# Siemens Gigaset SE505 configuration problem



## Brolly (Sep 2, 2012)

Hello!

I have a Siemens Gigaset SE505,and I don't know how to configure it...I can't access the configuration menu ( I tried 192.168.2.1 and 192.168.1.254, 192.168.2.254, 192.168.0.254, 192.168.0.2 already,but I can't connect to it).
I got it as a present from my neighbour,and till now I used it as a normal switch (it worked).I want to configure it for PPPoE connection...in the manual says the router supports PPPoE.

Does anyone have this wireless router?Or some Siemens,and can help me out?Please...

Thank you:banghead:


----------



## TheCyberMan (Jun 25, 2011)

The ip address is normally printed on a label on bottom of the router.

If you connect to the router using an ethernet cable from computer ethernet port to one of the Lan ports on the router and then do an *ipconfig /all *it will give you the ip address of the router against the heading *Default gateway *uner the local area connection.

Can i ask why you want to configure the PPoE settings in the router are they not configured on the modem?

Or do you use authentification from the workstation?


----------



## Brolly (Sep 2, 2012)

Yes it is configured in the modem,but the modem I got from my ISP is not a wireless one,and I want to give it as a present for my girlfriend cause 54 mbps is far enough for she.


----------



## Brolly (Sep 2, 2012)

I tried this but if I not configure my LAN IPv4 it gives me the 169.254.174.11 as preferred IPv4 address, 255.255.0.0 as subnet mask,and nothing at the gateway...


----------



## Wand3r3r (Sep 17, 2010)

That indicates the dhcp server is not running. 

I would suggest you review the manual for setting the switch back to factory defaults.
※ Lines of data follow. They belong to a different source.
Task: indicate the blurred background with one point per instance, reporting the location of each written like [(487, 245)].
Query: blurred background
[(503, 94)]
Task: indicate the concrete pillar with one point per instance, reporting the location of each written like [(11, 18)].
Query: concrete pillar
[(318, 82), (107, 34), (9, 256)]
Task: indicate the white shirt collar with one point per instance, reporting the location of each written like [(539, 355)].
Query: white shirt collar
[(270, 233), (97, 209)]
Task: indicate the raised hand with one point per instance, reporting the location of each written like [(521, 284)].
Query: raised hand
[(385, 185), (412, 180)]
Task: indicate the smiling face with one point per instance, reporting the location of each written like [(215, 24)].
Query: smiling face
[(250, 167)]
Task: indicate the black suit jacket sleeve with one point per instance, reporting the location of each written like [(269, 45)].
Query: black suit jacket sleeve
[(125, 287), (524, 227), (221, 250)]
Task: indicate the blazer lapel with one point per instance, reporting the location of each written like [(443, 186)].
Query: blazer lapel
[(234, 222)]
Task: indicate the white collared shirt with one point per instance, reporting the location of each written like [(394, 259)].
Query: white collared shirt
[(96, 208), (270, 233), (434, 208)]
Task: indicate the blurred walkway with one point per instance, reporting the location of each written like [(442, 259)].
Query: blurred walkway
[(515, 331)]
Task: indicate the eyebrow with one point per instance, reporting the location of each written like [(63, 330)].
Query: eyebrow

This usually involves pressing a reset button. Look for it on the switch.


----------



## Brolly (Sep 2, 2012)

I reseted the router 2-3 times,as the manual says,but when I run ipconfig /all at the Local area connection is a line where says that the DHCP Server is not enabled.I can't find a solution for this in the manual,cause it says that I must enable it in the control panel,but I can't enter... Siemens doesn't have support anymore as I see,because I sent mail to them 2 weeks ago with my problem but no answer.Thank you for your help anyway Wand3r3r & TheCyberMan.If you have anything else that I should try,please help


----------



## TheCyberMan (Jun 25, 2011)

Please post an *ipconfig /all *when connected to the router please.


----------



## Wand3r3r (Sep 17, 2010)

"when I run ipconfig /all at the Local area connection is a line where says that the DHCP Server is not enabled"

You misunderstand what dhcp = no means. It is not a server but a client. This means you set your ip address to a static one.

Go into tcp/ip ipv4 properties, and click on the button to 'obtain ip address automatically'. Save the settings and reboot when connected to the router.


----------